From the Middle Bronze Age on, Dor, located on the south Levantine coast, was a vital commercial port. It is currently one of the most important sites for understanding the beginning of Phoenician civilization. It is also a key site for the diachronic study of maritime networks and for research on coastal and maritime structures related to maritime activity in the Iron Age and possibly earlier.
A successful trial season in 2016, aimed at examining the methodology of a joint land and sea strategy, led to unexpected results regarding the understanding of known coastal and underwater structures and discovered new underwater structures and features. We were able to conduct stratigraphical excavations underwater, acquiring datable archaeological material with clear connections to architectural underwater features: massive Iron 1b-2 structures (10th-9th centuries BCE); an earlier wall (Iron 1a or Late Bronze Age?); an artificial “reef” made of ashlar blocks; a possible mole of yet undetermined date; and deposits of clay with ceramics dating to the Middle Bronze Age (ca. 20th—16th centuries BCE) and to the late Neolithic or Chalcolithic periods (6th-5th millennia BCE).

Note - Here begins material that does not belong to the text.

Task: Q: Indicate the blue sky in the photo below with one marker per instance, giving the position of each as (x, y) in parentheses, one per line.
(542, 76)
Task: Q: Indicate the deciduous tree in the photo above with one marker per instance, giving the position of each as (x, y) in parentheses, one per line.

The planned underwater excavation season at Dor will concentrate, therefore, on reassessing the chronology and nature of maritime activity in the south bay of the site. Our major goals for the planned underwater project are to create a stratigraphic section from the water line immediately below the tell, extending southward into the water, and to excavate the new underwater features found and examine their relation to maritime activity in the bay.